Rwandans told 'never again'
Updated: 2014-04-09 11:20
United Nations Secretary General Ban Ki-moon attends a wreath-laying ceremony at the Kigali Genocide Memorial Centre during the commemoration of the 20th anniversary of the genocide, in the Rwandan capital Kigali April 7, 2014. [Photo/Agencies]
Rwanda has long complained that other nations stood idle when the massacres erupted in April 1994, mostly of people from the Tutsi minority but also moderates among the Hutu majority.
"Behind the words 'never again' there is a story whose truth must be told in full," the president told attendees, who watched performers dressed in grey symbolically re-enacting some of the horrors.
Rwandans carried out the genocide, "but the history and root causes go beyond this beautiful country", he said.
"No country is powerful enough, even when they think they are, to change the facts," he said in an apparent swipe at France.
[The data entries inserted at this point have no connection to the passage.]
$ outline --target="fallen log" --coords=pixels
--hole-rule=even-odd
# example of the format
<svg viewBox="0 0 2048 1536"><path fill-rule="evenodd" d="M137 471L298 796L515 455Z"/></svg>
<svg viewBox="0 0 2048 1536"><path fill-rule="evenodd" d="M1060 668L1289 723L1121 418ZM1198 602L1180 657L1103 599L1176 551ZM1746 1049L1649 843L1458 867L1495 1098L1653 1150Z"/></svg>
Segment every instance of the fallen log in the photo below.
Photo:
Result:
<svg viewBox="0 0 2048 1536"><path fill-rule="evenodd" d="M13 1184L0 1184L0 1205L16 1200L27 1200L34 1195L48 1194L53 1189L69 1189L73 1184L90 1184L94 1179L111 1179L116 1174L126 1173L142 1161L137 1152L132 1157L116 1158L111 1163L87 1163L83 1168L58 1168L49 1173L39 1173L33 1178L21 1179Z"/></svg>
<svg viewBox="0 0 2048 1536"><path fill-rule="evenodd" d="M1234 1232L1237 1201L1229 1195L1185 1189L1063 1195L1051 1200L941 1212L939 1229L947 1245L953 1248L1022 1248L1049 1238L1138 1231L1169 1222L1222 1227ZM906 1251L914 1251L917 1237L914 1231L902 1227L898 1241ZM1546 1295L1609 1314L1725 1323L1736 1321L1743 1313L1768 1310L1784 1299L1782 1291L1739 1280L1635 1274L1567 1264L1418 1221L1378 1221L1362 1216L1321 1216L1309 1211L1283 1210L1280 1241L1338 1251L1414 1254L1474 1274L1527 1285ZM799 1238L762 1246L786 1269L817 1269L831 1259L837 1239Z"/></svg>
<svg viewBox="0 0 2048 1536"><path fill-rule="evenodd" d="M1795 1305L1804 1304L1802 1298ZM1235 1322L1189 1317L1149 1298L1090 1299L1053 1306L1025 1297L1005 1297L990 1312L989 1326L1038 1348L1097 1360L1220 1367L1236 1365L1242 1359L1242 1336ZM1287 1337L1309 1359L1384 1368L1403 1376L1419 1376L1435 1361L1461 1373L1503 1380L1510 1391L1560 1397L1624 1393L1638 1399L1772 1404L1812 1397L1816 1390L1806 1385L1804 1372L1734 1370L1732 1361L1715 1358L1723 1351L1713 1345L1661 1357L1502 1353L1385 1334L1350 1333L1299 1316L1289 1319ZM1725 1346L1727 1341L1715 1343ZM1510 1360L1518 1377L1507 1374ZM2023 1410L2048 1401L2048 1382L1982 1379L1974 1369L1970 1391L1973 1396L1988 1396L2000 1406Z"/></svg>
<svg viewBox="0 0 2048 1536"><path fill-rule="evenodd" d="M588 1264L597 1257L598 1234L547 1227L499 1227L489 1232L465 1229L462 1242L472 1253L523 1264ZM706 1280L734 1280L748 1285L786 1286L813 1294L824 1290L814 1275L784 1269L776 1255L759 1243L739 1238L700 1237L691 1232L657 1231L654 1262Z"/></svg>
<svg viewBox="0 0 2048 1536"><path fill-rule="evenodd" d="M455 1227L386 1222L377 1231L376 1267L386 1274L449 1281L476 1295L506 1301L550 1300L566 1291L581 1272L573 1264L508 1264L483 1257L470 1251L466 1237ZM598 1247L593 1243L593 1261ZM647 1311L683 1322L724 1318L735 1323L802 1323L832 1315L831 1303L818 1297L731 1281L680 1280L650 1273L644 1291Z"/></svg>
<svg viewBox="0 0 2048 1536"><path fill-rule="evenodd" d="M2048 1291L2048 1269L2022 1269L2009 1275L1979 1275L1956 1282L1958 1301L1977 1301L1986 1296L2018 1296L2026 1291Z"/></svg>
In a speech in English and the Kinyarwanda language, he added in French: "Facts are stubborn," drawing applause.
Kagame, a Tutsi who led an army into Kigali in 1994 to halt the genocide, has in the past accused France of training and arming Hutu extremists. Recently he had seemed to have dropped the issue and ties had been slowly improving.
But in an interview in a weekly journal published this month he said France and former colonial power Belgium had a "direct role" in the genocide. In response, France said it would not send a ministerial delegation.
On Monday, France's foreign minister in 1994, Alain Juppe, demanded President Francois Hollande defend France's honour against the accusations. "Rwanda's regime has made a habit of repeatedly falsifying history," Juppe told reporters.
Hollande avoided reference to the row, saying in a statement: "On this day of commemoration, France stands by all Rwandans to honour the memory of all the victims of the genocide."